Emanuele Aldrovandi. Avere trent’anni

Qualcosa a cui pensare, scritto da Emanuele Aldrovandi e diretto da Vittorio Borsari, ritrae il cortocircuito emozionale della generazione dei trentenni.  E non solo. Recensione.

In questa elaborata e confusa realtà che ci circonda, che altro non ha da produrre che la propria sopravvivenza, l’unico punto fermo sembra essere l’indiscutibile faticosa e celebrata autoaffermazione. Ma il progetto di una transizione dell’io e le contraddittorie tattiche per attuarla passano oggi per diversi contesti e un nuovo focolare domestico. Il salotto del nuovo “dramma borghese” non è più quello dove si intrecciano le vicende di mogli, mariti e amanti ma la sala di un appartamento in affitto per studenti, dove troneggia un divano usurato e si esercita la prima esperienza di convivenza.

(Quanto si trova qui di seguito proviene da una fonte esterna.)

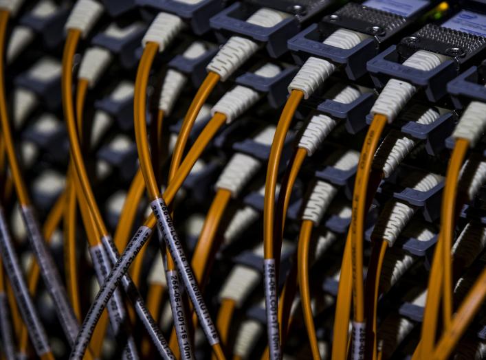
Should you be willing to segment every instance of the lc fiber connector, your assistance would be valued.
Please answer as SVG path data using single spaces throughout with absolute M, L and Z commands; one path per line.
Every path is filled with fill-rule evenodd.
M 433 69 L 410 69 L 404 60 L 421 50 L 446 60 Z M 447 83 L 485 54 L 486 8 L 456 10 L 440 25 L 428 23 L 404 37 L 368 61 L 366 68 L 378 88 L 393 78 L 423 89 L 429 101 L 437 102 L 446 95 Z
M 288 47 L 298 64 L 309 56 L 324 58 L 343 67 L 348 78 L 357 80 L 366 74 L 366 61 L 403 34 L 418 27 L 431 10 L 441 12 L 439 3 L 438 1 L 406 0 L 350 2 L 290 39 Z M 339 29 L 366 36 L 351 46 L 323 42 Z

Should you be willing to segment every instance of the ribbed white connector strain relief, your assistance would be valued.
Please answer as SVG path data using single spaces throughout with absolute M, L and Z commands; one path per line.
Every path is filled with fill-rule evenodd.
M 16 89 L 14 92 L 14 124 L 16 128 L 22 126 L 27 117 L 37 105 L 37 97 L 30 90 Z
M 361 93 L 359 90 L 353 87 L 348 86 L 341 90 L 333 100 L 342 104 L 349 104 L 357 99 L 360 95 Z
M 405 337 L 413 330 L 414 323 L 406 317 L 389 316 L 378 331 L 378 350 L 383 359 L 390 359 Z
M 258 322 L 251 319 L 243 322 L 234 342 L 234 355 L 243 360 L 248 359 L 263 333 L 263 326 Z
M 338 29 L 322 43 L 340 49 L 353 49 L 360 43 L 369 37 L 369 35 L 348 29 Z
M 407 225 L 415 208 L 399 201 L 386 203 L 373 229 L 371 238 L 382 239 L 392 247 Z
M 302 134 L 298 146 L 307 150 L 308 156 L 312 156 L 337 124 L 336 120 L 327 115 L 313 116 Z
M 219 293 L 219 299 L 234 301 L 240 307 L 260 282 L 260 273 L 254 269 L 236 265 L 226 278 Z
M 65 29 L 80 30 L 86 37 L 101 16 L 103 7 L 93 0 L 78 0 L 67 18 Z
M 436 54 L 426 50 L 419 50 L 404 61 L 404 65 L 415 69 L 423 70 L 424 71 L 430 71 L 437 67 L 448 58 L 448 56 L 440 54 Z
M 360 153 L 355 150 L 346 150 L 344 153 L 340 154 L 339 157 L 331 163 L 333 167 L 342 171 L 347 171 L 357 165 L 360 161 Z
M 385 256 L 382 271 L 382 280 L 384 292 L 388 291 L 401 278 L 405 272 L 413 265 L 415 259 L 411 255 L 403 251 L 389 251 L 389 256 Z
M 444 177 L 430 172 L 422 174 L 419 172 L 412 172 L 401 182 L 401 185 L 407 188 L 422 192 L 429 191 L 437 186 L 444 179 Z
M 226 123 L 234 119 L 254 105 L 260 99 L 260 94 L 249 87 L 236 85 L 219 99 L 212 109 L 211 115 L 221 113 L 226 115 Z
M 262 8 L 247 19 L 246 22 L 263 26 L 263 27 L 272 27 L 289 16 L 289 14 L 281 11 L 276 11 L 268 8 Z
M 474 147 L 481 138 L 486 129 L 486 104 L 478 101 L 472 102 L 465 109 L 456 128 L 452 132 L 452 137 L 457 139 L 465 139 Z
M 302 218 L 310 220 L 314 225 L 319 225 L 324 213 L 337 192 L 338 189 L 335 186 L 329 183 L 317 181 L 309 200 L 307 200 Z
M 486 182 L 486 160 L 483 159 L 468 159 L 461 169 L 459 184 L 467 184 L 467 197 L 472 200 L 479 188 Z
M 173 69 L 167 70 L 159 99 L 159 109 L 164 111 L 164 115 L 170 115 L 186 81 L 187 78 L 183 74 Z
M 371 114 L 384 115 L 388 122 L 392 122 L 416 91 L 417 88 L 408 82 L 389 80 L 371 108 Z
M 234 198 L 238 197 L 241 190 L 248 183 L 261 166 L 260 161 L 251 156 L 234 154 L 216 182 L 217 189 L 226 189 Z
M 211 59 L 206 70 L 217 74 L 221 81 L 225 81 L 258 49 L 258 45 L 254 41 L 241 36 L 231 36 Z
M 159 52 L 165 50 L 184 25 L 181 18 L 167 12 L 159 12 L 142 39 L 145 47 L 148 43 L 156 43 Z
M 304 98 L 308 99 L 335 68 L 334 64 L 327 60 L 309 58 L 287 87 L 289 93 L 292 90 L 300 90 L 304 93 Z
M 93 87 L 107 69 L 111 61 L 111 53 L 102 47 L 91 47 L 86 50 L 79 67 L 78 78 L 88 80 Z
M 428 71 L 440 65 L 446 59 L 441 55 L 419 50 L 406 60 L 403 65 Z M 384 115 L 389 123 L 392 122 L 416 91 L 417 88 L 408 82 L 397 79 L 389 80 L 371 108 L 371 114 Z
M 356 100 L 360 95 L 360 91 L 353 87 L 346 87 L 333 100 L 349 104 Z M 313 116 L 304 131 L 298 146 L 307 150 L 308 156 L 312 156 L 322 140 L 329 135 L 337 124 L 334 119 L 326 115 Z
M 260 131 L 254 138 L 255 142 L 263 145 L 270 146 L 274 142 L 274 136 L 275 135 L 276 127 L 273 125 L 266 126 L 263 130 Z
M 263 78 L 273 78 L 280 74 L 280 68 L 278 65 L 267 63 L 257 69 L 254 74 Z
M 234 213 L 224 232 L 225 245 L 234 241 L 238 236 L 253 224 L 259 216 L 258 212 L 251 206 L 245 206 Z
M 375 153 L 373 167 L 382 170 L 385 179 L 395 171 L 415 146 L 415 140 L 397 130 L 390 130 Z
M 339 29 L 322 43 L 340 49 L 351 49 L 361 43 L 363 36 L 365 36 L 352 30 Z M 304 98 L 308 99 L 335 69 L 335 65 L 327 60 L 310 57 L 292 79 L 287 87 L 289 92 L 300 90 Z
M 486 227 L 479 224 L 469 223 L 459 235 L 452 247 L 454 258 L 460 258 L 464 266 L 472 264 L 486 246 Z
M 23 0 L 0 0 L 0 9 L 7 10 L 12 16 L 16 15 Z
M 16 26 L 10 35 L 5 58 L 7 63 L 14 61 L 35 37 L 35 33 L 26 26 Z
M 188 59 L 195 59 L 203 54 L 207 49 L 204 43 L 201 41 L 195 41 L 186 49 L 186 51 L 182 53 L 182 56 Z
M 163 52 L 184 25 L 184 21 L 179 16 L 159 12 L 144 35 L 142 45 L 145 47 L 148 43 L 155 43 L 159 45 L 159 52 Z
M 441 116 L 441 114 L 434 108 L 415 105 L 401 113 L 399 118 L 407 122 L 412 121 L 417 124 L 428 125 L 439 119 L 439 116 Z
M 160 254 L 155 256 L 152 267 L 148 273 L 148 284 L 158 284 L 164 286 L 167 286 L 167 279 L 166 279 L 166 271 L 164 269 L 164 262 Z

Foto Nicolò Degl'Incerti Tocci
Foto Nicolò Degl’Incerti Tocci

Qualcosa a cui pensare nasce come romanzo di Emanuele Aldrovandi e diventa qui un agile testo teatrale con la messinscena di Vittorio Borsari. Una ragazza e un ragazzo quasi trentenni condividono una casa a Milano. Jeer, studente di fisica incollato al divano e tormentato dall’idea di dover pensare a qualcosa, non si concede il lusso della pigrizia; anzi si ingegna fin troppo, ingombra la sua mente di congetture fantasiose, costruzioni illogiche per rispondere a una realtà che rimane fuori dalla porta di casa. Plinn invece studia giurisprudenza con risultati discutibili: a disagio con l’idea di un futuro che non le sembra possa avere vie praticabili, è in un’affannosa ricerca di cause cui aderire – lo sciopero dei metalmeccanici, ad esempio, le sembra un’eccellente idea per rispondere al richiamo di una società in cui non trova ancora collocazione.
Jeer e Plinn tendono a respingersi per conoscersi meglio, discutono, falliscono in una improbabile storia d’amore, inventano storie per popolare le loro solitudini e consolarsi per un fallimento che può essere dietro l’angolo. In maniera più semplice diremo che si rendono indispensabili l’uno all’altra. Tentano di sopraffarsi e stordirsi con un linguaggio in parte aggressivo che diventa però comico ed esilarante a tratti; intasano la comunicazione e intrecciano una finzione fuori dalla quale non saprebbero più esistere.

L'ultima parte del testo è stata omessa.